Trade Trends News
05-02-2025
Just minutes after U.S. President Donald Trump's 10% additional tariff on Chinese goods took effect, China announced on February 4th that it would impose export controls on five metals critical for defense, clean energy, and other industries. These metals exports are essential to global supply chains, and the new restrictions could have significant implications on industries worldwide.
Here's what you need to know about these metals and their impact on metals exports:
1. Tungsten
Tungsten is an ultra-hard metal, second only to diamond in terms of strength, and is primarily used in the production of ammunition, armor plates, and cutting tools.
Around 60% of U.S. consumption is used to produce tungsten carbide, a highly durable material widely used in construction, metalworking, and oil and gas drilling.
Like many other critical minerals, China dominates the production and metals exports of tungsten, accounting for over 80% of global supply in 2023.
According to an analysis by the British consultancy Project Blue, China supplied 30% of tungsten to markets outside of China, primarily in powder form for tool applications.
Other major producers include Vietnam, Russia, South Korea, and Spain.
According to the U.S. Geological Survey (USGS), the U.S. has not conducted commercial tungsten mining since 2015.
China has imposed restrictions on eight types of tungsten products and their manufacturing processes, affecting global metals exports.
2. Indium
Indium is a key component of smartphone screens and television displays, with its refined product being indium tin oxide. Another indium product is used in fiber optic technology.
The expansion of 5G cellular networks has increased demand for indium.
According to the U.S. Geological Survey, like tungsten, China is the largest producer, accounting for 70% of global output. As of September 2024, a quarter of U.S. indium imports came from China, highlighting the importance of metals exports from China in the tech industry.
Other major buyers of Chinese indium include Japan and South Korea, according to Project Blue.

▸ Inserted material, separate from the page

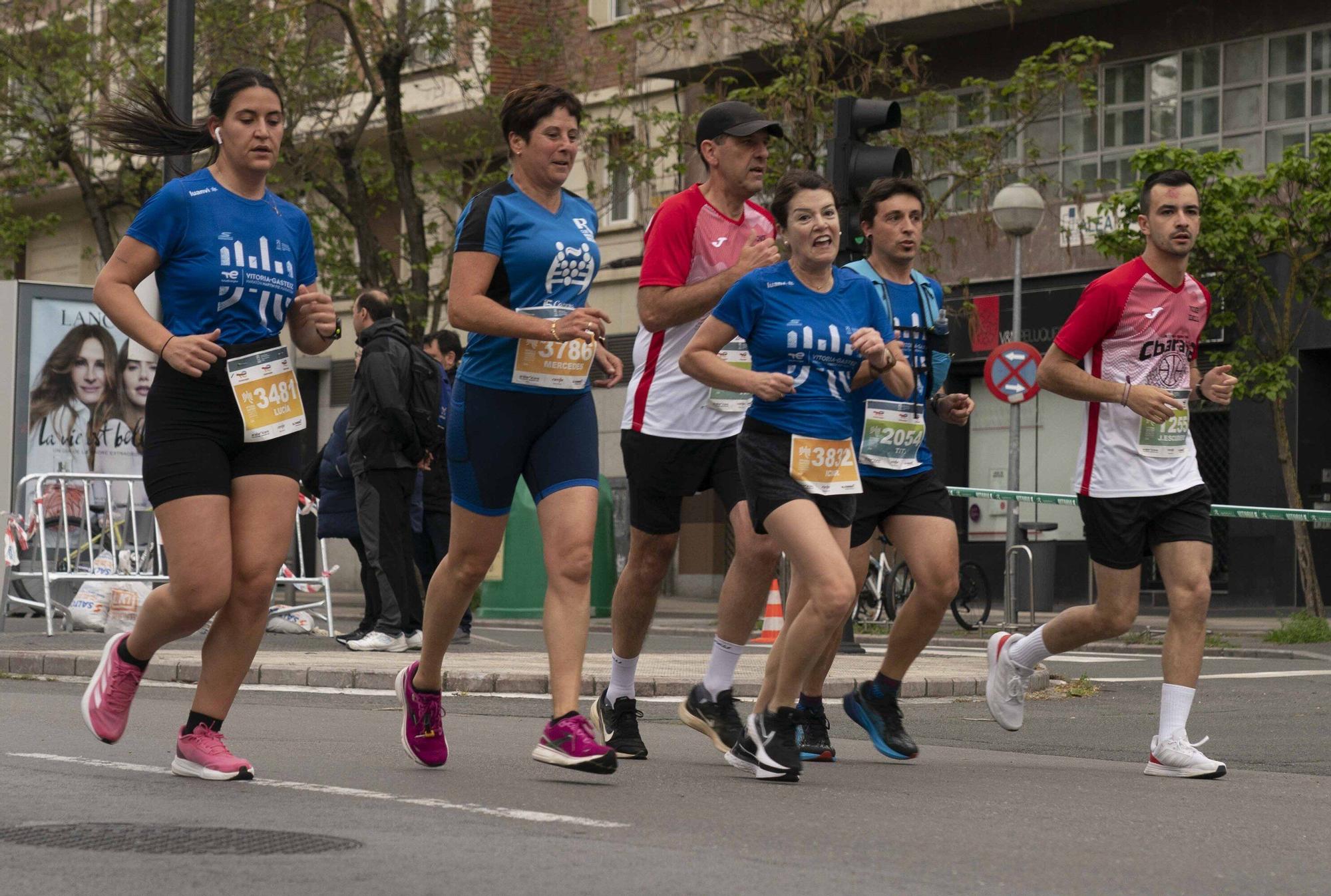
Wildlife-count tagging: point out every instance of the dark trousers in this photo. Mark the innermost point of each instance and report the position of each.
(432, 545)
(371, 587)
(384, 515)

China's new restrictions target three indium-related products and their production technologies, potentially impacting global metals exports and supply chains.
3. Bismuth
Bismuth is used in solders, alloys, metallurgical additives, pharmaceuticals, and atomic research.

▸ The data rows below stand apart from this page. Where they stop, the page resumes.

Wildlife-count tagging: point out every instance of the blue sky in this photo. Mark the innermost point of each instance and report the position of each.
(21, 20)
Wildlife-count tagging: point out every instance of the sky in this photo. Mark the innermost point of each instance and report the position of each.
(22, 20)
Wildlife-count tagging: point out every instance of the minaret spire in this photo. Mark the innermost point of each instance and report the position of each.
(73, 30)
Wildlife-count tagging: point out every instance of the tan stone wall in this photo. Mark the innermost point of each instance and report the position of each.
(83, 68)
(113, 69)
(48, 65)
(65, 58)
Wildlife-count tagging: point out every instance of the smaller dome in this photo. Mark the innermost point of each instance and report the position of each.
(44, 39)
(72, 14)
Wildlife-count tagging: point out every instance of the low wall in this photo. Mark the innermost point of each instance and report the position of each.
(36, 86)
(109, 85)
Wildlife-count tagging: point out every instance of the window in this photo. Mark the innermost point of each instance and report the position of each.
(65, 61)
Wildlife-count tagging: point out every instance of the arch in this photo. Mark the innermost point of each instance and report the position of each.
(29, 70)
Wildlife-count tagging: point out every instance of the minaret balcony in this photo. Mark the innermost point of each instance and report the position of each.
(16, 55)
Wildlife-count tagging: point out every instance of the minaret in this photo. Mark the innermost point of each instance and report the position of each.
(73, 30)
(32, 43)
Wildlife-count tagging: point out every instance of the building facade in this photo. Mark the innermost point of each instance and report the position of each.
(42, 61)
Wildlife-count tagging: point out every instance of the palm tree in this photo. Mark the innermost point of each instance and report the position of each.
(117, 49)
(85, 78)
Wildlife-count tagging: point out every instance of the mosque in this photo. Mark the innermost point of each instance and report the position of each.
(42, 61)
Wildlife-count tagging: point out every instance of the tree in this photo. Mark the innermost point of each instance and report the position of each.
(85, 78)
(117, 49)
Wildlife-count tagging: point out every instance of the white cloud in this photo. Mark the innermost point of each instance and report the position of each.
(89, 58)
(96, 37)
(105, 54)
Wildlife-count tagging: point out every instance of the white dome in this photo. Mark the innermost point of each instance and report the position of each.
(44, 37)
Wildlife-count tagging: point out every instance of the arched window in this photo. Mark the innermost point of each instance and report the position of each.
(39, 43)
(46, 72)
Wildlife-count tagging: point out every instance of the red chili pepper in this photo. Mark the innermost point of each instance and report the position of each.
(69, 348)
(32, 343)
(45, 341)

According to the U.S. Geological Survey, the U.S. stopped producing primary refined bismuth in 1997 and is heavily reliant on imports, making China's metals exports crucial for U.S. industries.
USGS data also shows that China produced over 80% of the world's bismuth, approximately 13,000 tons, last year.
Other major producers include South Korea and Laos.
China has imposed restrictions on bismuth and various bismuth-containing compounds, potentially limiting global metals exports and impacting industries reliant on these materials.
4. Tellurium
Tellurium is typically a byproduct of copper refining and is used in metallurgy, solar panels, storage chips, and other products.
According to the U.S. Geological Survey, by 2024, China will produce about three-quarters of the world's refined tellurium, reinforcing its dominant role in global metals exports.
Although the U.S. has two refineries that produce its precursor, copper telluride, this material is then sent overseas for further processing. Most products that use tellurium rely on imports, underscoring the significance of Chinese metals exports to the U.S. and other nations.
China has imposed export restrictions on tellurium and various tellurium-containing compounds, which could disrupt the global supply of this critical metal.
5. Molybdenum
Molybdenum is mainly used to strengthen and harden steel alloys, making them more heat- and corrosion-resistant. It is also used in lubricants, pigments, and catalysts in the oil industry.
According to the U.S. Geological Survey, by 2024, China will account for about 40% of global production, while the U.S. will account for 12%.
However, the new restrictions specifically target exports of certain molybdenum powders used in the manufacture of missile components. Customs data shows that China exported 287 tons of such molybdenum powder last year, with about half going to Japan. These metals exports restrictions could have a direct impact on industries that rely on molybdenum for high-performance applications.
In conclusion, China's restrictions on the metals exports of these five critical materials could significantly disrupt global supply chains, especially for industries in defense, technology, and energy. The impact on international markets will be substantial as nations look for alternative sources or work to adjust to the new trade environment.